The Whitney Biennial is big, sprawling across the entire museum, featuring 59 artists and bravura curation. As a poet, I loved the way poetry and words thread throughout the exhibition, from Renee Green’s 1989 Space Poem, Crayola bright flags printed with epigrams, the actual reproduction of Steve Cannon’s legendary literary salon “A Gathering of Tribes”. Jonathan Berger’s text work, “An Introduction to Nameless Love”, is an immersive metallic lettered word maze. Abstraction abounds in the painting section, with notable exceptions like Jane Dickson’s desolate urban commercial signs, inspired by her studio near the long-gone and un-Disneyfied stretch of 42nd Street. Another figurative standout is Harold Ancart’s luminous seascape,” The Guiding Light”.

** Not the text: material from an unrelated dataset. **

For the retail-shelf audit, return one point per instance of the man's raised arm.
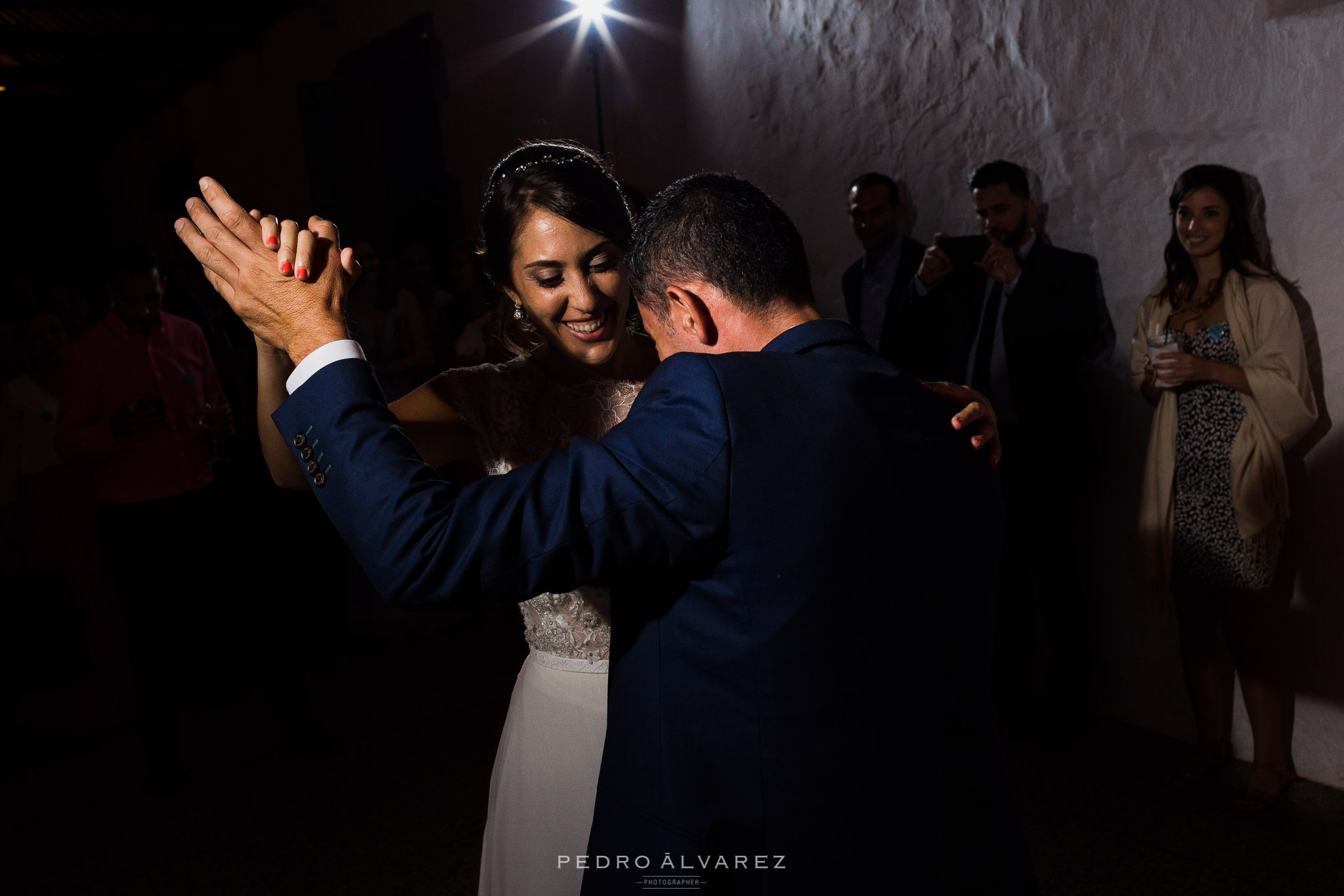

A first visit is not enough to take “Quiet’ all in; my next plan will be an early arrival. Starting on the sixth floor, where walls and atmosphere are obsidian, the first paintings viewed are by my dear and departed friend, Denyse Thomasos (1964-2012). Large scaled, densely marked, Denyse created works that echoed the slave trade, prisons, and urban experience. Her two 1993 paintings anchor the entire sixth-floor exhibition and highlight the prescience and power of her vision. Ellen Gallagher’s painted and collaged work on canvas is also arresting and memorable. And the inclusion of poet, playwright, publisher and Lower East Side legend Steve Cannon’s reproduced East Village tenement salon features over 600 books, his overflowing ashtray and a red wall created by his friend David Hammons. An added plus was a three-day celebration/reading featuring a tribe of great poets celebrating Cannon’s bohemian legacy. – Top Photo
The inventive dramatic installation on the fifth floor is an immersive walkabout, a light-filled labyrinth. I loved Sable Elyse Smith’s Ferris wheel made of prison tables and seating. The slow but continuous rotation is both ponderous and poetic. Humanoid ceramics and quotidian objects, including a cell phone, by Woody DeOthello, are coiled and quirky. A treasure trove of reprinted family photos are by Pal Houa Her and artist books by Theresa Had Kyung Cha from the Seventies that could have been created today. Indigenous artist Rebecca Belmore’s sculpture “Ishkode” is a wraith-like sleeping bag figure midst a constellation of spent bullets. Intergenerational, international, this showcase for contemporary art invites multiple visits and infinite visions.
Whitney Biennial until September 5
Louise Bourgeois at the Metropolitan Museum
What a treat to explore the little known and rarely seen paintings created by Louise Bourgeoise in her early New York City years.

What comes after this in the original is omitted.